Discussion. Section 15-6-62(a) of the South Dakota Code provides, in relevant part:

Except as stated herein or as otherwise ordered by the court for good cause shown, or upon default judgment, no execution shall issue upon a judgment nor shall proceedings be taken for its enforcement until the expiration of thirty days after its entry.

Section 15-26A-19 further provides that the filing of an appeal does not operate to stay proceedings except as may be ordered under that section; security is usually required. When these statutes are considered, it is clear that the state court default judgment against Debtors held by the Leasing Corporation was final on the Debtors' petition date. The judgment was entered by default so it was excepted from the thirty-day stay pending appeal under § 15-6-62(a). Further, Debtors had not appealed the judgment nor obtained a stay of proceedings as governed by § 15-26A-19. Thus, under state law, the judgment was final and enforceable by the Leasing Corporation on the petition date. Debtors' agreement with the Leasing Corporation has been extinguished since neither party was obligated to perform under it. See Cameron v. Pfaff Plumbing and Heating, Inc., 966 F.2d 414, 416 (8th Cir. 1992); Heikkila v. Carver (In re Carver), 71 B.R. 20, 22-23 (D.S.D. 1986), aff'd., 828 F.2d 463 (8th Cir. 1987). The judgment now constitutes what the Leasing Corporation may enforce against Debtors.

Neither the potentiality of an appeal, In re Issa Corp., 142 B.R. 75, 77 (Bankr. S.D.N.Y. 1992), nor the filing of a bankruptcy petition alters the finality of the judgment and the termination of the agreement under state law. In re Jones, 118 B.R. 395, 397 (Bankr. D.S.C. 1989). Neither the agreement between Debtors and the Leasing Corporation nor the tractor came into the bankruptcy estate since Debtors' legal rights therein had been extinguished prepetition. 11 U.S.C. § 541(a). Absent a preference action under 11 U.S.C. § 547(b) or a subsequent state court appeal that returns the tractor to the bankruptcy estate under § 541(a)(3), the bankruptcy estate property consists only of Debtors' right to an appeal. Thus, Debtor may not at this time assume or reject the terminated agreement under § 365(d)(2). In re Gateway Investors, Ltd., 113 B.R. 564, 570 (Bankr. D.N.D. 1990).

The Leasing Corporation is now a judgment creditor entitled to possession of the tractor from Debtors and entitled to payment of $34,502.53 from Debtors less any sale proceeds from the tractor. The Leasing Corporation may seek relief from the stay to enforce the judgment or it may participate in Debtors' plan. The Bank's security interest, if any, in the tractor was not altered or diminished by the judgment. Only Debtors and the Leasing Corporation's agreement was transformed into a judgment.

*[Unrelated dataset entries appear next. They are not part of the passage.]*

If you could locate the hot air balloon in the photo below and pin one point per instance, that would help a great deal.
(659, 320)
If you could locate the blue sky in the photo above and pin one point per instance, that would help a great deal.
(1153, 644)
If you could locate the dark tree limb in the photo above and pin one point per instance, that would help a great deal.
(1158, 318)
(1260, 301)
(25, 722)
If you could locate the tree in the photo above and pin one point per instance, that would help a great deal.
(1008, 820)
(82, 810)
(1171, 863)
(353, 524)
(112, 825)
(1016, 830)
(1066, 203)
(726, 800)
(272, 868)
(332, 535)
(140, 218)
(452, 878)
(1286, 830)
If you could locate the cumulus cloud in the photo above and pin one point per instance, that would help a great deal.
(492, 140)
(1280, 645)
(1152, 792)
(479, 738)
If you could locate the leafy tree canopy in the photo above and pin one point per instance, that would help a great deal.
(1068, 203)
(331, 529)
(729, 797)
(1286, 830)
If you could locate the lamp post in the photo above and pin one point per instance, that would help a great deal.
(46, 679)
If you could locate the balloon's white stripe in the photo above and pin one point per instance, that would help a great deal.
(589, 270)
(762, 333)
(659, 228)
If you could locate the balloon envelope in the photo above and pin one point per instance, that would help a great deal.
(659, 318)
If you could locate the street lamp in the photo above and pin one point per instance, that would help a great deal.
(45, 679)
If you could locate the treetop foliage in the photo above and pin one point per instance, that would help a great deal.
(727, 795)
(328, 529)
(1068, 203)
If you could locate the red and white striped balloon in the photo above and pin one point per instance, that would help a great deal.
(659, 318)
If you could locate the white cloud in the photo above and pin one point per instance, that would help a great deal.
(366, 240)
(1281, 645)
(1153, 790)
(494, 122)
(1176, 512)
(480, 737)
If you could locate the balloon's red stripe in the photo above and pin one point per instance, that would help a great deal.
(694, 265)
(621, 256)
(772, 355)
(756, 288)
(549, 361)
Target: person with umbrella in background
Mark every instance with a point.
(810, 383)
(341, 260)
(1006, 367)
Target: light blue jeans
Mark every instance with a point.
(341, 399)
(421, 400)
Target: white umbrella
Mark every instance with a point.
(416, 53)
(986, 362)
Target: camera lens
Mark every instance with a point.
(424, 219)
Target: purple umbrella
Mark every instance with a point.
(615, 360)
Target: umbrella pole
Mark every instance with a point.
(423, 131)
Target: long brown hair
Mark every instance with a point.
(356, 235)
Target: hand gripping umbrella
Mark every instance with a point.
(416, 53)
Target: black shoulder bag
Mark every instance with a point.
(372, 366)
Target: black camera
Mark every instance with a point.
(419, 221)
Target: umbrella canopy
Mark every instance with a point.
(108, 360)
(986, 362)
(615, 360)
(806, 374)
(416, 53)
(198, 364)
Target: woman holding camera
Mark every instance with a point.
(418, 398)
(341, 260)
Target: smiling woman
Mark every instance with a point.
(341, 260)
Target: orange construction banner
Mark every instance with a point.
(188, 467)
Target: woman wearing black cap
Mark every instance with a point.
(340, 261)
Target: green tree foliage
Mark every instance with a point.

In concluding that the agreement is no longer executory, the Court does not conclude that the agreement between Debtors and the Leasing Corporation was a true lease. The Court is only holding the agreement, whatever its nature, has been supplanted by the judgment.

This Court will not address whether the Leasing Corporation or the Bank has the superior interest in the subject tractor or its sale proceeds. Not only is the matter not properly before the Court as an adversary proceeding as required by F.R.Bankr.P. 7001(2) but the Court does not have jurisdiction under 28 U.S.C. § 157(b)(2) because the tractor is not estate property. Debtors' plan can recognize the contingent interests of the Bank and the Leasing Corporation in the tractor or its sale proceeds. In fact, Debtors already have so stipulated with the Bank. Further, the Code allows a confirmed plan to be modified to reflect distributions to a creditor outside of the plan. 11 U.S.C. § 1229(a)(3).

An order will be entered denying the Leasing Corporation's Motion to Approve Stipulation to Reject Unexpired Lease of John Deere Tractor Model 4250.

1. The Hon. Robert L. Timm, South Dakota Unified Judicial System, Third Judicial Circuit, presiding.